The month before her killing, according to court documents, Lee had gone out a couple times with a 35-year-old Boeing mechanic she met on a talk line — a number you could call in the 1990s to connect with strangers. That man reportedly used the name “Michael.” Prosecutors now believe he is the man who sexually abused, strangled and dumped Lee’s body over the Edgewater Creek bridge that marks Everett-Mukilteo city limits.

Matheson told the jury that “Michael” was an alias for Dean, now 66. The deputy prosecutor pointed Dean out to the jury. Seated in a wheelchair, he wore a suit and tie in court Monday and stared into the distance for much of the proceedings.

On the evening of April 14, 1993, Sonia Mounsey was on a walk with her next-door neighbor along Mukilteo Boulevard as they crossed the Edgewater Creek Bridge. Her friend saw something 60 feet below the bridge, Mounsey testified Monday.

“Is that a mannequin?” her neighbor asked.

“I really think that’s a real, live body,” Mounsey recalls responding.

Matheson showed the jury photos of how she was found. Her clothes, including salmon-colored shorts and a San Jose Sharks sweatshirt, were disheveled. Toxicology tests on her system showed ethyl ether, an intoxicant with a history of use as an anesthetic.

For the rest of the ’90s, the case remained cold.

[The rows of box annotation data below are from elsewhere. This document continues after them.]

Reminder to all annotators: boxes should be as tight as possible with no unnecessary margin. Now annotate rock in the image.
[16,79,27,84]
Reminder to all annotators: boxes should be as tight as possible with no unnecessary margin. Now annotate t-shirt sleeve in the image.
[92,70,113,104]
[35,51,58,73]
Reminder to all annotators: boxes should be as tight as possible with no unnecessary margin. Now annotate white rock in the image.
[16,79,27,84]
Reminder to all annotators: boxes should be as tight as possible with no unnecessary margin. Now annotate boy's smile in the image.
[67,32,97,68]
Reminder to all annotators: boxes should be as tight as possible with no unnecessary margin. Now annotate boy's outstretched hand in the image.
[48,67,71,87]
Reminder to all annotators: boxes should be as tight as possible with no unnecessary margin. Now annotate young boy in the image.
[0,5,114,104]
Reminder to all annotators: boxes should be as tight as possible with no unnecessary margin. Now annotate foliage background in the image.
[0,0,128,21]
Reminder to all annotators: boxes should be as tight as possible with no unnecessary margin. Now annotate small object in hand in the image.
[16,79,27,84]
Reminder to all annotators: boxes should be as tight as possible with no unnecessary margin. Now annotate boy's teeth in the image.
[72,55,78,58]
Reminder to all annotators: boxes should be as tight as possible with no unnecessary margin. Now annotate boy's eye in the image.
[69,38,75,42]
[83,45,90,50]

In the early 2000s, detectives made their first small breakthrough. A state lab tested crime scene evidence, revealing male DNA from blood on Lee’s shorts. But the DNA found no match in a federal database of felons. Despite several run-ins with police, Dean hasn’t been convicted of a felony.

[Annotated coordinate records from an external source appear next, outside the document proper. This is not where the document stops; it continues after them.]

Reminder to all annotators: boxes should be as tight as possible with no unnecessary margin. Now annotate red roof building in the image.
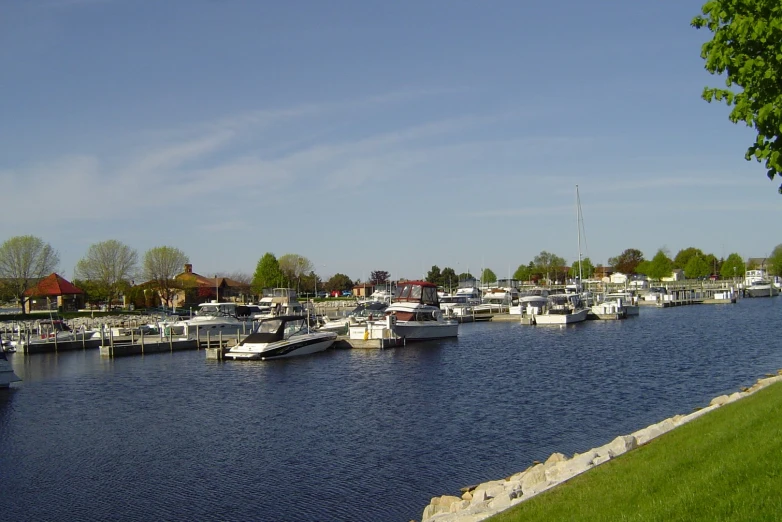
[24,273,84,313]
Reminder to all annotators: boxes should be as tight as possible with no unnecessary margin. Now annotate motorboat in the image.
[0,350,22,388]
[318,301,388,335]
[744,270,779,297]
[225,315,337,360]
[350,281,459,341]
[534,294,589,325]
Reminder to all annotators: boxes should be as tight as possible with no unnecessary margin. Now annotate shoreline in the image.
[421,369,782,522]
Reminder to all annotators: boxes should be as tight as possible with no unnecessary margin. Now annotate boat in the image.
[533,294,589,325]
[173,301,252,337]
[744,270,779,297]
[0,350,22,388]
[318,301,388,335]
[225,315,337,360]
[350,281,459,342]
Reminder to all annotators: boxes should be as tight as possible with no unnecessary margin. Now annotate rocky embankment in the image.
[421,370,782,522]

In 2018, the Snohomish County Sheriff’s Office turned to Parabon Nanolabs to obtain a sample of DNA from the shorts that could be uploaded to the public genealogy database GEDmatch. Genealogist CeCe Moore used that sample to fill out a family tree. She found some potential matches.

Dean was one. Detectives had interviewed him shortly after Lee’s killing in 1993, according to court records. At the time, Dean reported meeting Lee through the talk line, but said he didn’t know she was dead.

This technique has been used in several Snohomish County cases, notably in the 1987 killing of a Canadian couple. The DNA technique made national headlines when the double murder case went to trial here in 2019. A jury convicted the defendant in that case, William Talbott II, of two counts of aggravated murder.

Once authorities honed in on Dean, they surveilled him at his home in the 16700 block of 6th Avenue SE. They needed his DNA to compare it to the sample they had from the shorts. In April 2020, Dean walked outside to get the mail while smoking a cigarette. He dropped the butt on the ground outside. Police snatched it.

The DNA on the cigarette matched the genetic profile found in the blood on Lee’s shorts the night she was killed, prosecutors allege. It also came back as an apparent match for DNA from semen on Lee’s underwear.

The trial is expected to last two weeks.